Nguyen-Pham Thanh-Nhan, Lee Yoon-Kyung, Kim Hyeoung-Joon, Lee Je-Jung
Research Center for Cancer Immunotherapy, Chonnam National University Hwasun Hospital, Hwasun, Jeollanamdo 519-763, Republic of Korea.
Clin Dev Immunol. 2012;2012:397648. doi: 10.1155/2012/397648. Epub 2012 Mar 15.

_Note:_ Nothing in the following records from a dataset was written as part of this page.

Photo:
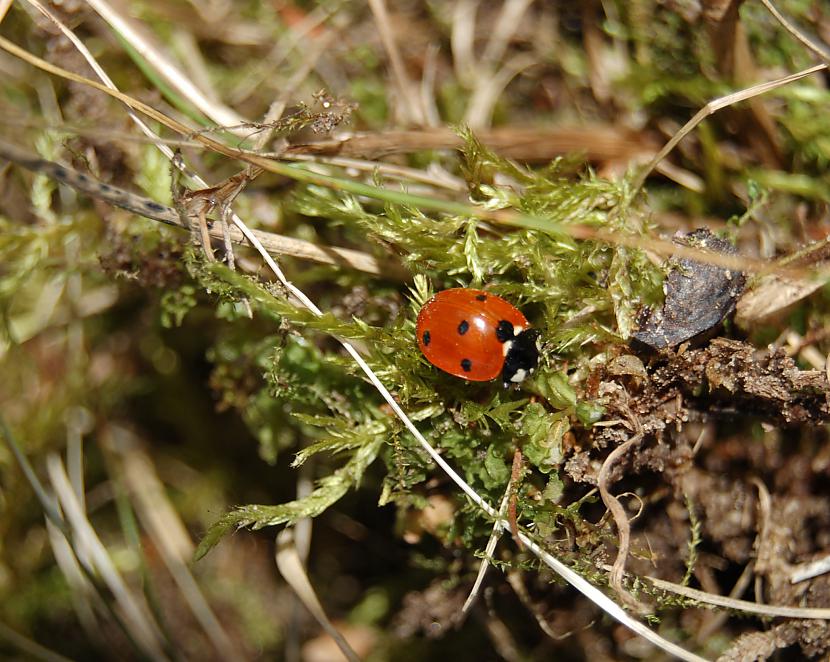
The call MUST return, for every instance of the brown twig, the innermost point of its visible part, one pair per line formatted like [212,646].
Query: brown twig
[614,506]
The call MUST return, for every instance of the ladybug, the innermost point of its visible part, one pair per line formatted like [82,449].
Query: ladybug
[476,335]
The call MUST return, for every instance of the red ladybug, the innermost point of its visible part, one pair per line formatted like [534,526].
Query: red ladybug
[476,335]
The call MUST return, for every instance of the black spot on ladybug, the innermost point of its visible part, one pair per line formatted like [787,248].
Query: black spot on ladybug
[504,331]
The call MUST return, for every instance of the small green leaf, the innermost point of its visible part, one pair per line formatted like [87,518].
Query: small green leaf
[545,432]
[495,466]
[589,413]
[558,390]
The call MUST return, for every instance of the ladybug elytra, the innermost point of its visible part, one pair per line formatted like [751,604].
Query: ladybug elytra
[477,336]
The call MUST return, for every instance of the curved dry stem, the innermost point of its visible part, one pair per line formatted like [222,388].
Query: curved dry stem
[710,109]
[614,506]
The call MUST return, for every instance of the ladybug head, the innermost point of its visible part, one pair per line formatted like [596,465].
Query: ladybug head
[521,358]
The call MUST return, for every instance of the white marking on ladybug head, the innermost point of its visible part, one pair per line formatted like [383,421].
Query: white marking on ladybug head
[519,376]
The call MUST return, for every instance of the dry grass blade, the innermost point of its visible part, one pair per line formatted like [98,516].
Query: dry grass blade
[273,243]
[133,610]
[740,605]
[818,48]
[407,91]
[168,533]
[809,570]
[508,217]
[492,541]
[30,648]
[143,43]
[712,107]
[292,570]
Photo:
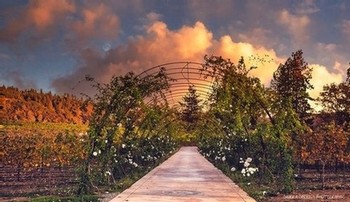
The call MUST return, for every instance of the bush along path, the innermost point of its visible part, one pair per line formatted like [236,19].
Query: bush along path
[185,176]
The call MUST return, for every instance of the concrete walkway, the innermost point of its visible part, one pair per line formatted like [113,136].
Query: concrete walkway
[185,176]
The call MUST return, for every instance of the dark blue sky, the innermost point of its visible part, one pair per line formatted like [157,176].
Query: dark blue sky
[53,44]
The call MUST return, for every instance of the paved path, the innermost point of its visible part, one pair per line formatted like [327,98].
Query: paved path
[185,176]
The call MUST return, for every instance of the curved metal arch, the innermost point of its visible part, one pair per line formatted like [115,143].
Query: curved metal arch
[181,75]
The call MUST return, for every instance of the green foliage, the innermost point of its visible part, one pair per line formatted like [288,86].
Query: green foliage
[125,134]
[291,82]
[191,109]
[254,123]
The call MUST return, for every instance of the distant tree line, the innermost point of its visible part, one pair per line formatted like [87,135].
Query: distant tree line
[37,106]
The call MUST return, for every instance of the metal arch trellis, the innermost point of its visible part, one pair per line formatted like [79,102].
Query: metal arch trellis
[182,75]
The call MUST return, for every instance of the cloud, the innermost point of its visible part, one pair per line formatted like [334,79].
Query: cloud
[266,60]
[38,16]
[97,21]
[305,7]
[295,24]
[16,79]
[206,10]
[346,28]
[159,45]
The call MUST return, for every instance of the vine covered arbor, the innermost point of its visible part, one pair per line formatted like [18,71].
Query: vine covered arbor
[240,125]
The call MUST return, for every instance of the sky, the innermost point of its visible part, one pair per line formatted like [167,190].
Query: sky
[53,44]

Multiple myeloma (MM) is a good target disease in which one can apply cellular immunotherapy, which is based on the graft-versus-myeloma effect. This role of immune effector cells provides the framework for the development of immune-based therapeutic options that use antigen-presenting cells (APCs) with increased potency, such as dendritic cells (DCs), in MM. Current isolated idiotype (Id), myeloma cell lysates, myeloma dying cells, DC-myeloma hybrids, or DC transfected with tumor-derived RNA has been used for immunotherapy with DCs. Immunological inhibitory cytokines, such as TGF-β, IL-10, IL-6 and VEGF, which are produced from myeloma cells, can modulate antitumor host immune response, including the abrogation of DC function, by constitutive activation of STAT3. Therefore, even the immune responses have been observed in clinical trials, the clinical response was rarely improved following DC vaccinations in MM patients. We are going to discuss how to improve the efficacy of DC vaccination in MM.
多发性骨髓瘤(MM)是一种适合应用细胞免疫疗法的理想靶疾病,该疗法基于移植物抗骨髓瘤效应。免疫效应细胞的这一作用为开发基于免疫的治疗方案提供了框架,这些方案在MM中使用具有更强效力的抗原呈递细胞(APC),如树突状细胞(DC)。目前,分离的独特型(Id)、骨髓瘤细胞裂解物、骨髓瘤死亡细胞、DC-骨髓瘤杂交细胞或用肿瘤衍生RNA转染的DC已用于DC免疫治疗。骨髓瘤细胞产生的免疫抑制细胞因子,如转化生长因子-β(TGF-β)、白细胞介素-10(IL-10)、白细胞介素-6(IL-6)和血管内皮生长因子(VEGF),可通过信号转导和转录激活因子3(STAT3)的组成性激活来调节抗肿瘤宿主免疫反应,包括废除DC功能。因此,尽管在临床试验中观察到了免疫反应,但MM患者接受DC疫苗接种后临床反应很少得到改善。我们将讨论如何提高MM中DC疫苗接种的疗效。